WANG Haijun, ZHANG Shengyan, LIU Ming, MA Wenlai   

  1. Aviation Information Research Center, Binzhou University, Binzhou, Shandong 256603, China
  • Online:2014-05-15 Published:2014-05-14

融合局部和全局高斯概率信息的图像分割模型

王海军,张圣燕,柳  明,马文来   

  1. 滨州学院 航空信息技术研发中心,山东 滨州 256603

Abstract: In the existing active contour models, Local Binary Fitting(LBF) model、Local Image Fitting(LIF) model and Local Gaussian Distribution Fitting(LGDF) model are popular region-based models. The three models are able to deal with intensity inhomogeneity, however, they are sensitive to initialization and noise. In order to address this problem, an active contour model combining the global and local Gaussian probability information is proposed. First the force of level set evolution is defined as a linear combination of the global and local Gaussian distribution model. Then the dynamic weights of the forces are introduced to allow the flexible active contour model. Experimental results show the the proposed model can segment images with intensity inhomogeneity, while it allows flexible initialization and is less sensitive to noise.

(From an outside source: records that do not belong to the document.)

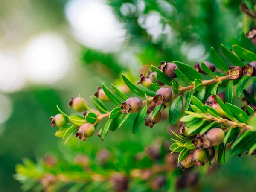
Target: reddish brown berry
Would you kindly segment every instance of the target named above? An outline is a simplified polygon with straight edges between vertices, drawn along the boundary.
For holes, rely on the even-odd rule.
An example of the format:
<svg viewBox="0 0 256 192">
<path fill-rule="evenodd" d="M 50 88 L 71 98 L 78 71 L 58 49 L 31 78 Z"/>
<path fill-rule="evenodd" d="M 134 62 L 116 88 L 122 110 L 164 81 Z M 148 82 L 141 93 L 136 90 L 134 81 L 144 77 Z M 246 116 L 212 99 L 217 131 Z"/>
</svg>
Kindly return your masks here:
<svg viewBox="0 0 256 192">
<path fill-rule="evenodd" d="M 177 65 L 173 63 L 166 63 L 166 61 L 161 62 L 161 68 L 163 73 L 171 78 L 175 78 L 177 76 L 175 73 L 175 69 L 178 68 Z"/>
<path fill-rule="evenodd" d="M 137 83 L 137 84 L 141 83 L 143 86 L 148 87 L 152 85 L 152 82 L 153 81 L 150 79 L 145 77 L 143 74 L 142 74 L 140 76 L 140 81 Z"/>
<path fill-rule="evenodd" d="M 130 97 L 125 102 L 122 103 L 121 108 L 123 113 L 138 113 L 142 107 L 142 101 L 137 97 Z"/>
<path fill-rule="evenodd" d="M 88 105 L 88 103 L 85 99 L 82 98 L 82 100 L 85 105 Z M 71 100 L 69 102 L 68 105 L 76 112 L 83 112 L 87 109 L 80 97 L 74 98 L 74 97 L 72 97 Z"/>
<path fill-rule="evenodd" d="M 150 113 L 148 118 L 144 119 L 145 121 L 145 125 L 149 126 L 150 128 L 152 128 L 154 124 L 159 123 L 161 120 L 161 112 L 160 111 L 158 111 L 153 119 L 151 118 L 152 113 L 152 112 Z"/>
<path fill-rule="evenodd" d="M 90 137 L 95 132 L 95 128 L 91 123 L 85 123 L 82 125 L 79 131 L 76 134 L 76 137 L 78 137 L 80 140 L 84 141 L 87 137 Z"/>
<path fill-rule="evenodd" d="M 227 72 L 230 79 L 240 79 L 243 74 L 243 70 L 239 66 L 230 66 Z"/>
<path fill-rule="evenodd" d="M 242 67 L 244 71 L 244 74 L 246 76 L 251 76 L 253 73 L 253 68 L 250 64 L 247 64 Z"/>
<path fill-rule="evenodd" d="M 184 125 L 183 124 L 180 124 L 180 128 L 177 131 L 177 133 L 179 135 L 183 135 L 185 137 L 192 137 L 195 134 L 189 134 L 188 133 L 189 128 Z"/>
<path fill-rule="evenodd" d="M 172 90 L 166 87 L 162 87 L 157 91 L 153 100 L 157 105 L 169 102 L 172 97 Z"/>
<path fill-rule="evenodd" d="M 67 119 L 62 114 L 57 114 L 55 116 L 50 118 L 51 126 L 52 127 L 55 125 L 58 127 L 63 127 L 67 122 Z"/>
<path fill-rule="evenodd" d="M 166 184 L 166 180 L 164 176 L 159 175 L 150 181 L 150 187 L 153 191 L 158 191 Z"/>
<path fill-rule="evenodd" d="M 193 159 L 193 154 L 190 153 L 189 156 L 181 162 L 177 163 L 177 166 L 181 167 L 182 170 L 184 170 L 185 168 L 188 168 L 194 165 L 191 160 Z"/>
<path fill-rule="evenodd" d="M 128 178 L 122 173 L 116 173 L 113 174 L 110 182 L 113 186 L 114 189 L 116 192 L 123 192 L 128 189 Z"/>
<path fill-rule="evenodd" d="M 206 152 L 204 149 L 199 148 L 193 153 L 193 159 L 191 160 L 195 167 L 202 166 L 207 160 Z"/>
<path fill-rule="evenodd" d="M 225 133 L 219 128 L 214 128 L 208 131 L 202 136 L 204 147 L 209 148 L 211 146 L 218 146 L 223 142 Z"/>
<path fill-rule="evenodd" d="M 211 70 L 212 72 L 214 72 L 215 71 L 216 67 L 213 64 L 208 61 L 204 61 L 204 64 L 205 64 L 205 65 L 208 67 L 210 70 Z M 195 66 L 195 69 L 197 71 L 200 72 L 201 73 L 206 75 L 206 73 L 202 68 L 202 64 L 196 63 L 196 64 Z"/>
<path fill-rule="evenodd" d="M 220 116 L 221 117 L 225 116 L 225 112 L 221 108 L 218 103 L 212 103 L 209 105 L 209 106 L 213 108 L 218 113 Z"/>
<path fill-rule="evenodd" d="M 106 93 L 104 92 L 103 89 L 101 87 L 97 87 L 97 91 L 94 93 L 94 96 L 99 99 L 100 100 L 104 101 L 109 101 L 109 99 L 106 95 Z"/>
<path fill-rule="evenodd" d="M 157 77 L 157 73 L 156 71 L 154 71 L 153 72 L 149 73 L 148 73 L 148 75 L 147 76 L 147 77 L 148 77 L 151 80 L 151 81 L 152 82 L 154 82 L 154 79 L 153 78 L 153 77 L 152 76 L 152 75 L 153 75 L 153 74 L 155 75 L 156 77 Z M 161 82 L 158 79 L 157 79 L 157 83 L 159 85 L 161 86 L 161 85 L 163 85 L 164 84 L 162 82 Z"/>
</svg>

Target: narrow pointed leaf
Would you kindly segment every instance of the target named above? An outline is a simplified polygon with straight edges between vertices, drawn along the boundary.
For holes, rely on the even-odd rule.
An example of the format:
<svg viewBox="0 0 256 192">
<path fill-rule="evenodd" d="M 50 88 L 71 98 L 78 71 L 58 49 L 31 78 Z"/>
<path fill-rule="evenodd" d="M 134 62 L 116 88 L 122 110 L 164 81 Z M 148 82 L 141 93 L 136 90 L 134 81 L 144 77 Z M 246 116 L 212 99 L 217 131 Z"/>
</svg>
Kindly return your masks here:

Key words: image segmentation, active contour, Local Binary Fitting(LBF)model, Local Image Fitting(LIF) model, Local Gaussian Distribution Fitting(LGDF) model

摘要: 在现有的活动轮廓中,LBF模型、LIF模型和LGDF模型是著名的基于区域的模型。虽然能分割灰度不均匀的图像,但对活动轮廓的初始化和噪声较为敏感。针对该问题,提出一种融合全高斯和局部高斯概率信息的活动轮廓模型。首先由全局高斯模型的全局灰度拟合力和局部高斯模型的局部灰度拟合力的一个线性组合来构造水平集演化力,然后引入这两个拟合力的动态权重以达到该模型的灵活性,实验结果表明,该模型能分割灰度不均的图像,且允许灵活的轮廓初始化,抗噪声性强。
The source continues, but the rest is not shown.